La corsa al green come risposta alla crisi
In questo contesto di estrema tensione, la risposta del mercato è stata immediata e sorprendente. I concessionari di veicoli elettrici, in particolare nella capitale, hanno registrato un incremento vertiginoso delle vendite, con modelli che fino a poco tempo fa faticavano a trovare acquirenti e che oggi vengono letteralmente strappati dagli showroom. La popolazione, stremata dalle difficoltà quotidiane legate al rifornimento e dai prezzi alle stelle, ha deciso di voltare pagina, abbracciando una soluzione green che fino a ieri sembrava appannaggio esclusivo dei mercati occidentali.
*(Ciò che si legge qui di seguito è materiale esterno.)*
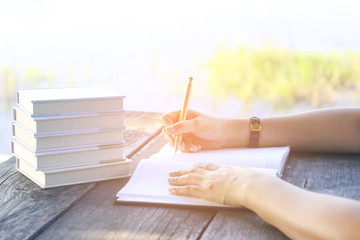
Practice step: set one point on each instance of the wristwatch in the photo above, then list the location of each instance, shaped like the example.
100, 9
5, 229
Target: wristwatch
255, 128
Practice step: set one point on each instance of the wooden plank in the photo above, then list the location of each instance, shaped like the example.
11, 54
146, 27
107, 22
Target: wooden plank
336, 174
97, 217
26, 209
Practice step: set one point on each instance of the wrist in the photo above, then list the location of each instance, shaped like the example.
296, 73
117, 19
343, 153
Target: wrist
236, 133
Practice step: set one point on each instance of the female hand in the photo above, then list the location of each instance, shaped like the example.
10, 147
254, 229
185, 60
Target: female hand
203, 132
211, 182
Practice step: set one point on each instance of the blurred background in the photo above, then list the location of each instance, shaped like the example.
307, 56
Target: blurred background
257, 57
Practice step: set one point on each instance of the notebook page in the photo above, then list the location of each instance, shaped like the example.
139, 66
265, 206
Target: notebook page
247, 157
149, 183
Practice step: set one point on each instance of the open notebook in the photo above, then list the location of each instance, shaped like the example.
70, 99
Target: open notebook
149, 183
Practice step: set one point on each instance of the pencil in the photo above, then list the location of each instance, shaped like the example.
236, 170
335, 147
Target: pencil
183, 113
Le restrizioni imposte nella maggior parte delle regioni per limitare i consumi hanno ulteriormente accelerato questo processo, trasformando la mobilità elettrica da una scelta ideologica a una necessità pratica e immediata.
Le conseguenze di una guerra che si allarga
L'attacco alle petroliere nel Mar d'Azov rappresenta solo l'ultimo capitolo di una strategia ucraina che mira a dissanguare le risorse energetiche della Russia, colpendo non solo le infrastrutture militari ma anche la catena logistica che alimenta l'economia di guerra. Le immagini dei danni alle raffinerie, diffuse attraverso i canali ufficiali e le piattaforme di intelligence open-source, testimoniano l'efficacia di questa tattica, che ha messo in ginocchio un settore cruciale per la stabilità interna del Paese.
Di fronte a questo scenario, la scelta dei cittadini russi di passare all'elettrico non è solo un fenomeno di costume, ma una diretta conseguenza di una crisi che ha spezzato il monopolio del motore a combustione, costringendo milioni di persone a ripensare il proprio rapporto con l'automobile e la mobilità individuale.